Transparent monitoring mechanisms should be introduced to ensure compliance. The use of inducements, whether direct or indirect, must attract meaningful sanctions. Unanimously acceptable technology must also be embraced to give comfort to all aspirants, enhance transparency in voting, and reduce opportunities for manipulation. In fact, the contest for the office of the President of the country is, in some respects, less demanding than that of a national officer of the Bar Association, who is expected to visit numerous branches across the country to garner meaningful support. This is unduly burdensome. Although I may not have a complete solution at this stage, it is evident that this model must be urgently reviewed to reduce the trauma associated with participation. What is particularly worrisome is the sheer number of branch visits required and the attendant financial implications, which are sufficient to discourage and frustrate genuinely capable aspirants. Equally important is the reorientation of members away from material inducements toward issue-based engagement.

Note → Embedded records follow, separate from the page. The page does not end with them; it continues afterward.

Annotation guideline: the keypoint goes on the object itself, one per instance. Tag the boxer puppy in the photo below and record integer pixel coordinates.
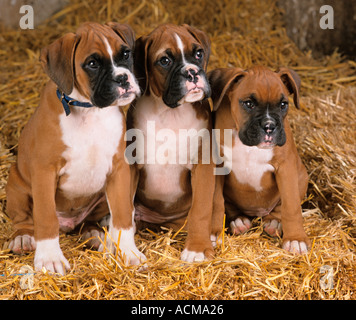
(174, 183)
(266, 176)
(70, 165)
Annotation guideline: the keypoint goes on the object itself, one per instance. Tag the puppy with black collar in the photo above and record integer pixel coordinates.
(71, 166)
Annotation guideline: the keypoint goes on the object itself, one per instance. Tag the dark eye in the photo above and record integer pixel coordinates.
(284, 105)
(165, 61)
(92, 64)
(199, 54)
(127, 54)
(248, 104)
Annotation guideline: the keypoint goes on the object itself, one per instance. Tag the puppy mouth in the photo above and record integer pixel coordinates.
(267, 142)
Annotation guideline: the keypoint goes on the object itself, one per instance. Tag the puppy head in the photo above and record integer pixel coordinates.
(171, 62)
(95, 64)
(259, 101)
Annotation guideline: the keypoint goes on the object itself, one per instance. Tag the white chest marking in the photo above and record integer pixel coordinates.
(181, 47)
(92, 137)
(163, 151)
(248, 164)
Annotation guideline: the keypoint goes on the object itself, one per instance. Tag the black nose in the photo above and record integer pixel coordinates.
(268, 126)
(121, 80)
(191, 75)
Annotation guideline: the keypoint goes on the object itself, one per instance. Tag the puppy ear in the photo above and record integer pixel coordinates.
(142, 45)
(57, 60)
(124, 31)
(221, 80)
(292, 82)
(202, 38)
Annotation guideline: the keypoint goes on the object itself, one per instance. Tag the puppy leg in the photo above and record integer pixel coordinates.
(240, 225)
(19, 209)
(217, 219)
(294, 237)
(48, 253)
(272, 222)
(198, 245)
(121, 226)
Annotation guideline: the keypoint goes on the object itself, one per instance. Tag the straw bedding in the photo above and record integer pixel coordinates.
(250, 266)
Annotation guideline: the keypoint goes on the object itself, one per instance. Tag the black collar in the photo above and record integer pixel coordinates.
(68, 101)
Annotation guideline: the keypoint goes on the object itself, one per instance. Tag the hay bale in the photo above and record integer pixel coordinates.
(250, 266)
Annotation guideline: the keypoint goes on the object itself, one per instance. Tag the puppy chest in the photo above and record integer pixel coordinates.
(248, 164)
(92, 139)
(171, 136)
(163, 182)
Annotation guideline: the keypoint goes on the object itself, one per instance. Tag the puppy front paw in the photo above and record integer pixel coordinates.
(22, 244)
(128, 251)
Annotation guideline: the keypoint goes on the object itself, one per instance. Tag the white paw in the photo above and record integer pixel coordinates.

Members must begin to interrogate candidates not on what they can offer materially, but on what they stand for intellectually and ethically. What is their vision for the Bar? How do they intend to strengthen the profession? What reforms do they propose? These are the questions that should define electoral choices. Leadership within the Bar must once again be seen as a call to serve, not an avenue for personal advancement or patronage. The dignity of the profession demands nothing less. As custodians of justice, lawyers must hold themselves to a higher standard. Anything short of this diminishes not only the profession but also the society it serves. Ultimately, we must ask ourselves whether we are prepared to restore the dignity of the profession or continue on this path of gradual decline.

The Bar cannot afford to mirror the worst tendencies of the political class it is meant to check. If it does, it loses not only its moral authority but also its relevance in the broader quest for justice and societal progress. The choice before us is clear but demanding. It requires courage, honesty, and a willingness to confront uncomfortable truths. It requires leaders who are prepared to rise above personal interests and members who are willing to reject inducements in favour of integrity. It requires, above all, a return to first principles. For if the foundation be destroyed, what can the righteous do? The Association, just like the profession itself, urgently requires rescue.